The recent papers , ,  on the topic consider narrowband MIMO channels. In contrast, Massive MIMO will in practice be used in widebandsystems where the channel fading is different between subcarriers. That means that one antenna will give the highest SINR on one subcarrier, while another antenna will give the highest SINR on another subcarrier. If we apply the antenna selection principle on a per-subcarrier basis in a wideband OFDM system with thousands of subcarriers, we will probably use all the antennas on at least one of the subcarrier. Consequently, we cannot turn off any of the antennas and the power saving benefits are lost.

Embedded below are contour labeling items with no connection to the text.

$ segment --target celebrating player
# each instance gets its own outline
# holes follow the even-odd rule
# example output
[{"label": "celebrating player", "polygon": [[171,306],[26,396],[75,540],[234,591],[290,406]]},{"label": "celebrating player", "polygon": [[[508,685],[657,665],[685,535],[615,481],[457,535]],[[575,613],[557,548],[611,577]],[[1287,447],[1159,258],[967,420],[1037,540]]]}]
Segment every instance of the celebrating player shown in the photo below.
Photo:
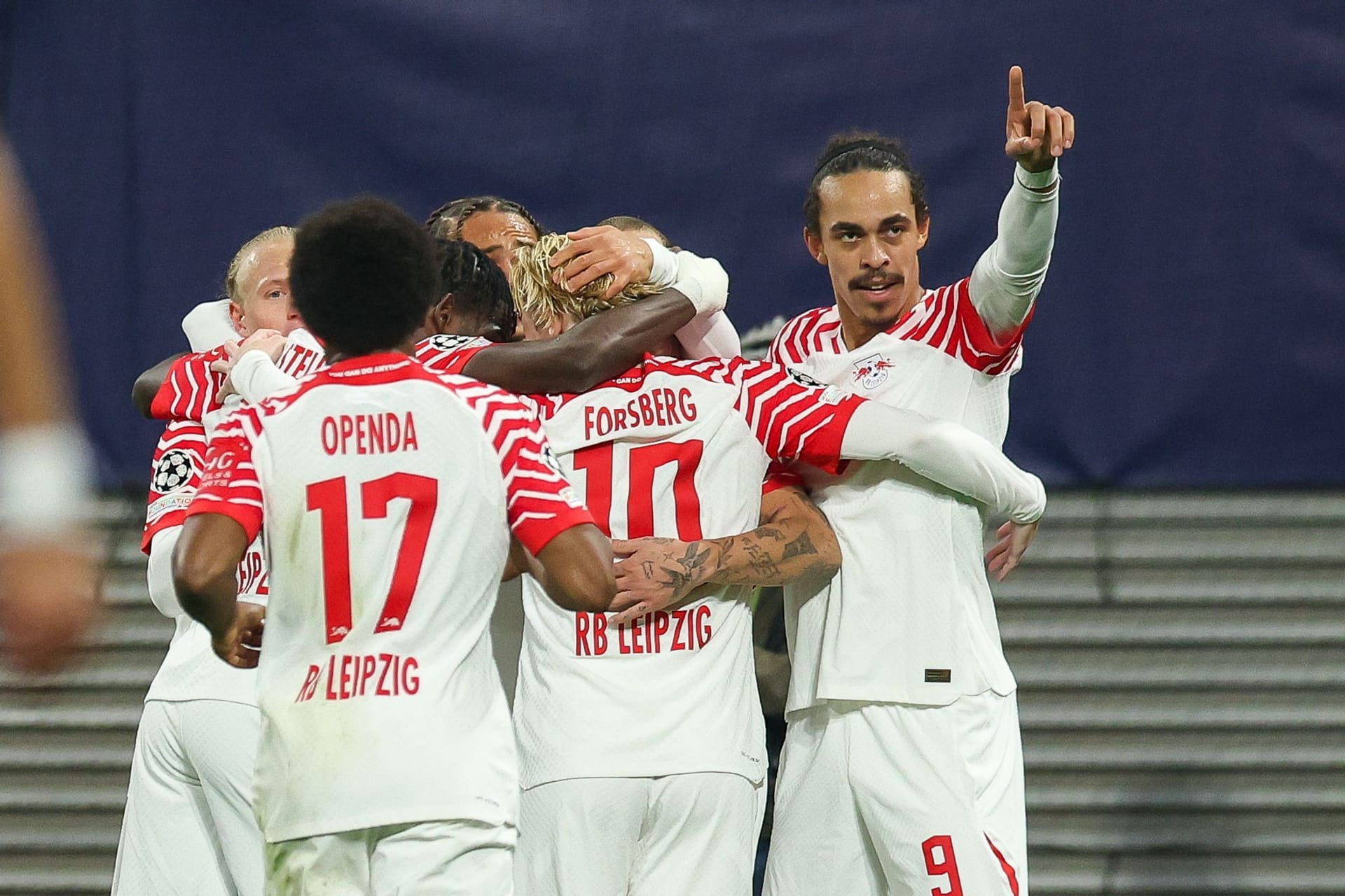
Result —
[{"label": "celebrating player", "polygon": [[[971,277],[920,285],[924,183],[901,145],[823,150],[804,240],[835,305],[785,324],[771,357],[847,394],[959,422],[994,443],[1050,258],[1073,117],[1009,73],[1014,183]],[[806,474],[841,541],[820,590],[787,587],[788,736],[767,892],[1028,892],[1022,748],[981,562],[979,508],[893,463]],[[1030,532],[991,551],[1002,576]]]},{"label": "celebrating player", "polygon": [[[293,228],[273,227],[234,255],[225,278],[233,333],[257,333],[260,344],[276,345],[278,340],[284,345],[280,332],[296,330],[299,316],[289,296],[293,249]],[[309,347],[316,344],[309,340]],[[171,407],[165,398],[161,408],[175,419],[155,451],[141,548],[149,555],[149,596],[160,613],[175,619],[175,630],[136,731],[114,895],[250,896],[262,892],[265,880],[262,838],[252,809],[261,727],[256,673],[215,658],[210,633],[178,603],[169,564],[187,505],[200,484],[207,411],[221,406],[211,391],[208,361],[223,355],[225,349],[217,348],[195,360],[183,359],[168,373],[167,396],[180,400]],[[260,539],[247,547],[237,579],[246,611],[260,618],[268,594]]]},{"label": "celebrating player", "polygon": [[[543,236],[515,258],[515,298],[538,329],[624,298],[601,278],[581,294],[553,282],[565,244]],[[541,408],[561,466],[621,539],[748,532],[772,458],[833,470],[842,457],[902,459],[1025,524],[1045,501],[1036,477],[960,427],[764,361],[647,359]],[[788,562],[788,545],[753,537]],[[751,892],[765,743],[741,596],[720,587],[627,623],[557,611],[525,584],[521,892]]]},{"label": "celebrating player", "polygon": [[508,893],[516,768],[486,630],[510,532],[576,610],[611,600],[611,549],[527,406],[409,357],[437,273],[405,214],[328,206],[291,278],[330,367],[221,427],[174,556],[183,606],[246,665],[234,567],[265,519],[268,892]]}]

We can instead apply the antenna selection scheme based on the average received power over all the subcarriers, but most channel models assume that this average power is the same for every base station antenna (this applies to both i.i.d. fading and correlated fading models, such as the one-ring model). That means that if we want to turn off antennas, we can select them randomly since all random selections will be (almost) equally good, and there are no selection diversity gains to be harvested.
This is why we can forget about antenna selection diversity in Massive MIMO!
It is only when the average channel gain is different among the antennas that antenna subset selection diversity might have a role to play. In that case, the antenna selection is governed by variations in the large-scale fading instead of variations in the small-scale fading, as conventionally assumed. This paper takes a step in that direction. I think this is the only case of antenna (subset)selection that might deserve further attention, while in general, it is a concept that can be forgotten.